Created attachment 118240 [details] Changed postgresql init script patch
It's really pretty durn hard to believe that it'd take two seconds to get to the point where the postmaster creates the postmaster.pid file (which is all that the initscript is looking for). The total start time might be much more, particularly if any WAL replay is needed ... but I'm loath to apply a patch like this because I think it is a band-aid masking a deeper problem. [ thinks... ] Is it possible that the "su" is the part taking a long time?
I agree the patch is a bandaid and that we should fix the underlying problem of postmaster not creating its pid file fast enough. I don't think the $SU (/sbin/runuser) command is the problem: $ time /sbin/runuser -l postgres -c /bin/true real 0m0.285s user 0m0.104s sys 0m0.080s When I modified the initscript to print out the time, as follows: --- echo "postgresql START "`date +%s.%N` $SU -l postgres -c "$PGENGINE/postmaster -p '$PGPORT' -D '$PGDATA' ${PGOPTS} &" >> "$PGLOG" 2>&1 < /dev/null script_result=$? if [ "$script_result" -eq 0 ]; then let t=0 while [ "$t" -lt 20 ]; do sleep 2 let t=t+2 pid=`pidof -s "$PGENGINE/postmaster"` if [ $pid ] && [ -f "$PGDATA/postmaster.pid" ]; then script_result=0; echo "posgresql STARTED "`date +%s.%N` break; --- I get these times : $ service postgresql start postgresql START 1125411959.992102000 posgresql STARTED 1125411964.318344000 [ OK ] (stop) $ service postgresql start postgresql START 1125412258.027964000 posgresql STARTED 1125412260.365444000 [ OK ] (stop) $ service postgresql start postgresql START 1125412296.352903000 posgresql STARTED 1125412300.704747000 [ OK ] (stop) $ service postgresql start postgresql START 1125412340.264724000 posgresql STARTED 1125412342.569291000 [ OK ] (stop) $ service postgresql start postgresql START 1125412375.399402000 posgresql STARTED 1125412379.731528000 [ OK ] (stop) $ service postgresql start postgresql START 1125412463.141094000 posgresql STARTED 1125412467.495207000 [ OK ] So around 3/5 times, it takes longer than 2 seconds to create the pid file. This is on a Rawhide machine, and the ~postgres directory is on an XFS partition that is not the / partition.

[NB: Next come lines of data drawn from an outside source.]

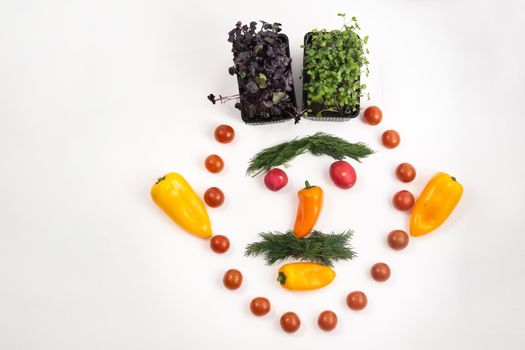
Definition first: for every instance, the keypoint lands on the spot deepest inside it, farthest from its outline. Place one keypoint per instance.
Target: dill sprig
(317, 247)
(317, 144)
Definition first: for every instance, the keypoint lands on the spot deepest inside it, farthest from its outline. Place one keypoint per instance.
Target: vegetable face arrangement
(308, 255)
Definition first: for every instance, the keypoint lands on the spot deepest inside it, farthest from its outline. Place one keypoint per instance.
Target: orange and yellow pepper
(305, 276)
(437, 201)
(176, 198)
(310, 206)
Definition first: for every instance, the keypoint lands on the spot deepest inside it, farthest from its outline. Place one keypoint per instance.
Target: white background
(99, 98)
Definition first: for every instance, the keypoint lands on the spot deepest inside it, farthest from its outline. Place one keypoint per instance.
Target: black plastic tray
(328, 115)
(291, 94)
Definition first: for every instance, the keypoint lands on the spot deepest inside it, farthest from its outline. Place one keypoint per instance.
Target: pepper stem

The problem as I see it is that postgresql is not alone one the system, i.e. it could be that it takes more than 2 seconds before the postmaster process itself is loaded into memory and started and the start script must take this into account as well.
Jason, in your comment #6, are those times measured during system reboots, or were you just stopping and starting the service by hand on an otherwise idle machine? It's really hard to believe postmaster start would take so long unless there's a lot else going on. If you can replicate this during a manual start, it'd be interesting to run the "su" command that's starting the postmaster under "strace -f -tt" so that we can get some indication of why it's so slow.
*** Bug 152931 has been marked as a duplicate of this bug. ***
*** Bug 165824 has been marked as a duplicate of this bug. ***
I believe we've finally identified the reason for this behavior: http://archives.postgresql.org/pgsql-hackers/2005-10/msg00874.php The slow routine is new code in PG 8.0, which explains why there were no reports of trouble before. A fix is now in upstream CVS and should make its way here in due time (whenever PG 8.0.5 is released). In the meantime, a workaround to avoid the slow startup is to explicitly set the TIMEZONE parameter in postgresql.conf.